The graphs of y = sin⁻¹ x, y = cos⁻¹ x, and y = tan⁻¹ x are shown in Table 2.8. In Exercises 97–106, use transformations (vertical shifts, horizontal shifts, reflections, stretching, or shrinking) of these graphs to graph each function. Then use interval notation to give the function's domain and range.f(x) = cos⁻¹ (x + 1)

Inverse trigonometric functions, such as sin⁻¹, cos⁻¹, and tan⁻¹, are the inverses of the standard trigonometric functions. They are used to determine the angle whose sine, cosine, or tangent is a given value. Each function has a specific range and domain, which are crucial for understanding their graphs and transformations.

Transformations involve altering the graph of a function through shifts, stretches, shrinks, or reflections. For example, adding a constant to the input (x) results in a horizontal shift, while adding a constant to the output (y) results in a vertical shift. Understanding these transformations is essential for accurately graphing modified functions like f(x) = cos⁻¹(x + 1).

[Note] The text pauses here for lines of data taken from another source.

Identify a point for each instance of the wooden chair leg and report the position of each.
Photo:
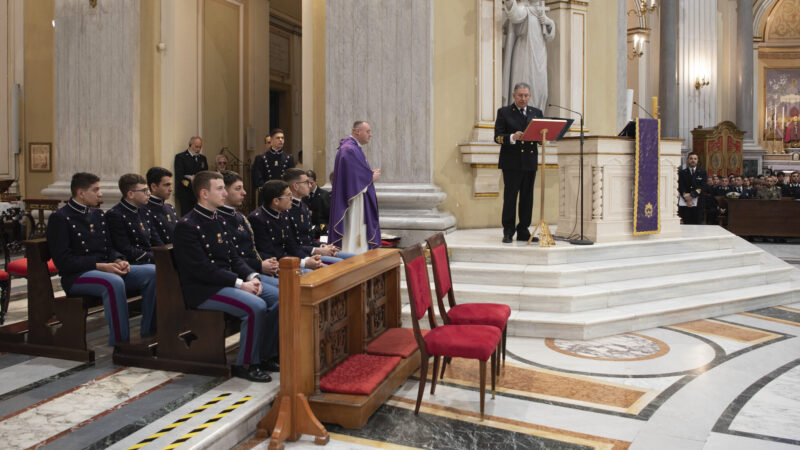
(436, 360)
(495, 359)
(483, 385)
(445, 361)
(423, 369)
(504, 345)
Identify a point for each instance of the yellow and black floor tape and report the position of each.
(183, 419)
(207, 423)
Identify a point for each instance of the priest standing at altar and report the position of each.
(354, 208)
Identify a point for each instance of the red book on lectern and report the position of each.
(554, 129)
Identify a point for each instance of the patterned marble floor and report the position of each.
(725, 383)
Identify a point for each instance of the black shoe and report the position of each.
(270, 366)
(252, 373)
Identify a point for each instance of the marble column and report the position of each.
(379, 68)
(744, 67)
(668, 71)
(96, 93)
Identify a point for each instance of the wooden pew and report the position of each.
(340, 308)
(772, 218)
(56, 327)
(188, 340)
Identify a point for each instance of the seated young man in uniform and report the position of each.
(300, 219)
(129, 222)
(213, 277)
(273, 229)
(241, 232)
(162, 215)
(80, 244)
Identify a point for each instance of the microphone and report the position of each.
(566, 109)
(642, 108)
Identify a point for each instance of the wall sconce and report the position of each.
(637, 49)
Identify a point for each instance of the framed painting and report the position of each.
(40, 156)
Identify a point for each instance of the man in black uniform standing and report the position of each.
(518, 161)
(188, 163)
(319, 202)
(272, 163)
(691, 182)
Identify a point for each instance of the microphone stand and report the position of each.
(582, 240)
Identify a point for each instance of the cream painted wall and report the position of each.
(221, 102)
(37, 106)
(292, 8)
(601, 69)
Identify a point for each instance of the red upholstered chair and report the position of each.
(494, 314)
(452, 341)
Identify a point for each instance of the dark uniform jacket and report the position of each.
(205, 258)
(319, 202)
(269, 165)
(300, 221)
(187, 164)
(274, 237)
(163, 219)
(78, 239)
(241, 235)
(131, 234)
(520, 155)
(694, 185)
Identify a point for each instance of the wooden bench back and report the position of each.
(343, 307)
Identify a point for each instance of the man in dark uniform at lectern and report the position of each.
(518, 161)
(188, 163)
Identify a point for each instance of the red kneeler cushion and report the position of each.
(19, 267)
(463, 341)
(358, 374)
(394, 342)
(493, 314)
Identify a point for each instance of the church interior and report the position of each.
(676, 336)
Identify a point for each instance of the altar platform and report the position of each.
(584, 292)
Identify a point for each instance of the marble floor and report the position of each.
(730, 382)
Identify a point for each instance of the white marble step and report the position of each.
(640, 316)
(584, 273)
(564, 253)
(626, 318)
(618, 292)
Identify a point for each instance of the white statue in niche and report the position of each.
(525, 30)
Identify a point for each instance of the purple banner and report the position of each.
(646, 218)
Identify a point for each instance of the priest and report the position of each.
(354, 208)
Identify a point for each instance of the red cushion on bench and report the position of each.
(463, 341)
(493, 314)
(358, 374)
(19, 267)
(394, 342)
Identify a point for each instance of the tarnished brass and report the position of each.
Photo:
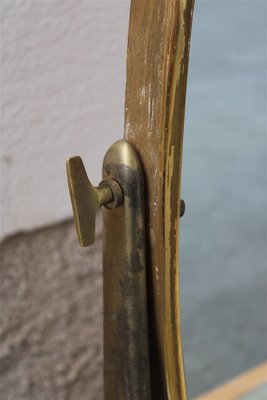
(126, 355)
(86, 199)
(157, 65)
(126, 349)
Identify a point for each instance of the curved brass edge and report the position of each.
(126, 353)
(157, 65)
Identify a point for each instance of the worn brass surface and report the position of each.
(126, 357)
(157, 64)
(86, 199)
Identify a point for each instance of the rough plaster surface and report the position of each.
(50, 317)
(63, 78)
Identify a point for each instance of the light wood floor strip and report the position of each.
(239, 386)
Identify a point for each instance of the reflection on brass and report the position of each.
(157, 65)
(126, 350)
(126, 355)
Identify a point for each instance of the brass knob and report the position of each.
(86, 199)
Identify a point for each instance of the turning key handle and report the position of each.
(86, 199)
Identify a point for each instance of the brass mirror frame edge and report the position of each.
(126, 348)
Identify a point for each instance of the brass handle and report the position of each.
(86, 199)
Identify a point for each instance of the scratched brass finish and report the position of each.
(126, 357)
(86, 199)
(157, 65)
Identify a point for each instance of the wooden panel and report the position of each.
(157, 64)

The domain of a function refers to the set of all possible input values (x-values), while the range refers to the set of all possible output values (y-values). For inverse trigonometric functions, the domain and range are limited to specific intervals. For instance, the domain of cos⁻¹(x) is [-1, 1], and its range is [0, π], which must be considered when applying transformations.